L’obséquiosité et le mépris apparaissent quand on transforme une hiérarchie de travail en barème de la valeur humaine.
Il faut maintenir un respect de base indépendamment du statut :
- ne pas humilier ;
- ne pas exiger d’allégeance personnelle ;
- ne pas tenir le personnel de service pour invisible ;
- ne pas confondre vêtements coûteux et compétence ;
- ne pas voir dans la pauvreté la preuve d’un vice.
Le respect n’est pas l’admiration. Il n’a pas à être mérité par des réussites éclatantes. C’est le régime par défaut de l’interaction, qui peut être restreint après un comportement nuisible.
Une personne à un poste élevé mérite les mêmes manières que les autres. Ni plus sacrées ni moins.

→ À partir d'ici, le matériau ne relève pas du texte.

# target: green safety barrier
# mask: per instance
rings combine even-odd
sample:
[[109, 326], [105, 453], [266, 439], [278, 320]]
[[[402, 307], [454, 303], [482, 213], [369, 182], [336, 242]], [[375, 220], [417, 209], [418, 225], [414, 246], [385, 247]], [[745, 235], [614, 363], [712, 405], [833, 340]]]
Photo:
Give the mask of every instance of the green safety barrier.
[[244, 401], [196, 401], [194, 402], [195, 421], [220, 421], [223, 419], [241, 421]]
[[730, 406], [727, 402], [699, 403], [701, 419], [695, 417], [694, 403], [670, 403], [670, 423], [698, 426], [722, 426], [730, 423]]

La vérification est simple : comment quelqu’un parle-t-il à ceux qui n’ont aucune influence sur sa carrière. Le chef d’atelier qui écoute le mécanicien lui parler d’un bruit bizarre dans un roulement apprend en général la panne un mois à l’avance. Celui à qui il en coûte d’accepter une correction technique venue d’en bas l’apprend par le rapport d’arrêt de ligne. Le mécanicien ne devient pas pour autant le supérieur : la décision d’arrêter la ligne revient toujours au chef d’atelier. Il la prend simplement en sachant, pour le roulement.
La hiérarchie détermine quelle parole est finale, pas quelle parole est juste. Là où ces deux choses sont collées ensemble, le système perd l’information exactement à l’endroit où elle naît — en bas, près des mains.